How can modeling help in data understanding while working on banking projects?
It could be necessary to talk with an expert of the bank to understand the meaning of the data, to be able to assess which ones can help and which ones need to be excluded. Some data exploration and verification will be done, in the beginning, in order to get familiar with the data, and to see if they are completed, if there are some input errors or missing value.
The data needs to be prepared; maybe they need some cleaning or a little bit of manipulation to be ready to be submitted to the model. The variables that will be used on the model to reach the data mining goals will be selected and some considerations about them will be done, in case it is necessary to create some derived attributes from the existing ones.
The model will be built with Weka: a machine learning software that contains various algorithm. A decision tree (J48) and a Multilayer Perceptron are two different kinds of algorithms that will be used.
The decision tree is a tree-like model that works best on nominal attributes, so it may be necessary to convert the Income into bins, rather than having it as a continuous numeric variable.
The Multilayer Perceptron classifies instances using a backpropagation.
Decision tree and Multilayer Perceptron are machine learning techniques, and the name is usually referred to the way the model is represented.
In the evaluation phase, the accuracy and generality of the model will be discovered so that it can be compared with the one expected by the customer. If the bank is not satisfied, it is possible to go back to the Business Understanding, find the reasons why the model is deficient, collect more data and try again.

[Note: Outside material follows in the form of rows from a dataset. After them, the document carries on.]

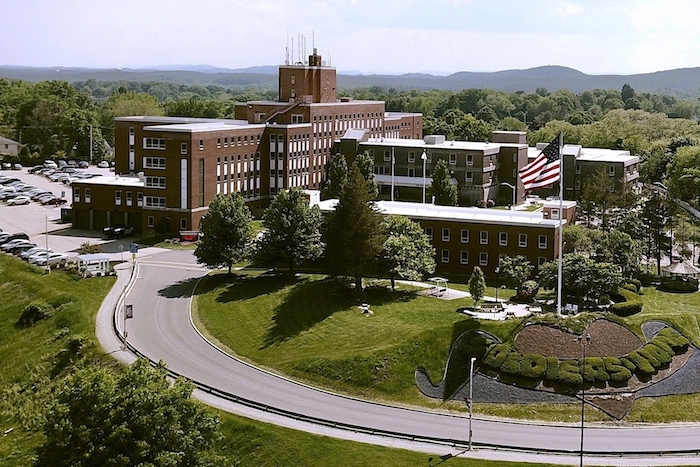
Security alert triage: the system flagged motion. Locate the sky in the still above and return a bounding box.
[0,0,700,75]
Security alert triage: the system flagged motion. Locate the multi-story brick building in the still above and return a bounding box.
[73,51,423,232]
[319,200,576,277]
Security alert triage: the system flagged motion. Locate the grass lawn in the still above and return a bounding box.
[0,255,556,467]
[194,271,700,422]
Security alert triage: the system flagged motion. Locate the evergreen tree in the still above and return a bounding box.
[194,193,254,274]
[469,266,486,308]
[325,164,385,292]
[381,216,435,290]
[428,159,457,206]
[255,188,323,273]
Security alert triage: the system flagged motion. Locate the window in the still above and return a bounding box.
[518,234,527,248]
[143,157,165,169]
[143,138,165,150]
[146,196,165,208]
[146,177,165,188]
[442,229,450,242]
[440,250,450,263]
[479,252,489,266]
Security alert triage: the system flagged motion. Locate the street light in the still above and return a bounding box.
[420,151,428,203]
[576,334,591,467]
[500,182,515,210]
[467,357,476,451]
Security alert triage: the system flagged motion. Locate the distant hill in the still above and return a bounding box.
[0,65,700,98]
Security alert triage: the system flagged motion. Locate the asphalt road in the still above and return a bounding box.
[117,252,700,464]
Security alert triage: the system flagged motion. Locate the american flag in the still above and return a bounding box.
[518,135,561,192]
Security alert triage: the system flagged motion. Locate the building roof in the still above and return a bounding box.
[364,138,513,156]
[73,175,146,188]
[318,199,566,229]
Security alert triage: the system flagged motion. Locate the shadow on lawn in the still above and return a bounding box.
[262,278,416,349]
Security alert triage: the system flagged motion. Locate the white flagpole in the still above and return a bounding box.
[557,132,564,316]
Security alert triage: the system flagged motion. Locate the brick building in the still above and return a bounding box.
[72,51,423,233]
[319,200,576,277]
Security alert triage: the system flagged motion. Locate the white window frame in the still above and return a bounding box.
[518,233,527,248]
[440,227,450,242]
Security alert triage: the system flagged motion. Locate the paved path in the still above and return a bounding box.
[98,252,700,465]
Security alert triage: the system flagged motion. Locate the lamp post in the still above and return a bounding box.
[467,357,476,451]
[576,334,591,467]
[420,151,428,203]
[500,182,515,211]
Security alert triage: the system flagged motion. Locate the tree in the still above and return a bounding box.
[325,164,385,293]
[255,188,323,273]
[321,153,348,199]
[469,266,486,308]
[498,255,535,290]
[194,193,254,274]
[381,216,435,290]
[36,360,221,467]
[428,159,457,206]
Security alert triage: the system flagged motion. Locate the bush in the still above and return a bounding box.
[610,288,642,316]
[17,301,53,328]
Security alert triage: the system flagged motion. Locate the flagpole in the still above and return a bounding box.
[557,132,564,316]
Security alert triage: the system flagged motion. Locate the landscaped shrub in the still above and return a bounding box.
[501,352,523,376]
[17,301,53,328]
[603,357,632,385]
[610,288,642,316]
[520,354,547,379]
[554,360,583,386]
[484,344,512,369]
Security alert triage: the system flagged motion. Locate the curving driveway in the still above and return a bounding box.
[100,252,700,465]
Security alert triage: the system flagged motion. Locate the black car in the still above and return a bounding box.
[102,225,134,238]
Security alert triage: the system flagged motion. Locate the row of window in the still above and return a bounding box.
[425,227,547,250]
[440,250,547,269]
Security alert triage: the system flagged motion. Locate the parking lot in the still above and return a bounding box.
[0,166,141,256]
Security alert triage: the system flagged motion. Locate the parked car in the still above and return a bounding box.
[19,246,53,260]
[40,196,68,206]
[0,232,29,245]
[29,253,68,267]
[7,195,32,206]
[102,225,134,238]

Once the model is ready, and it has been evaluated, if the bank is satisfied, it needs to be deployed to make it working in predicting for future customers. In this phase, it is necessary to anticipate any changing in the data in order to avoid to use this model incorrectly because of the changing input. To do that it could be helpful to build a second model that needs to check if the data have the same pattern of the previous ones, otherwise, we need to build a new model.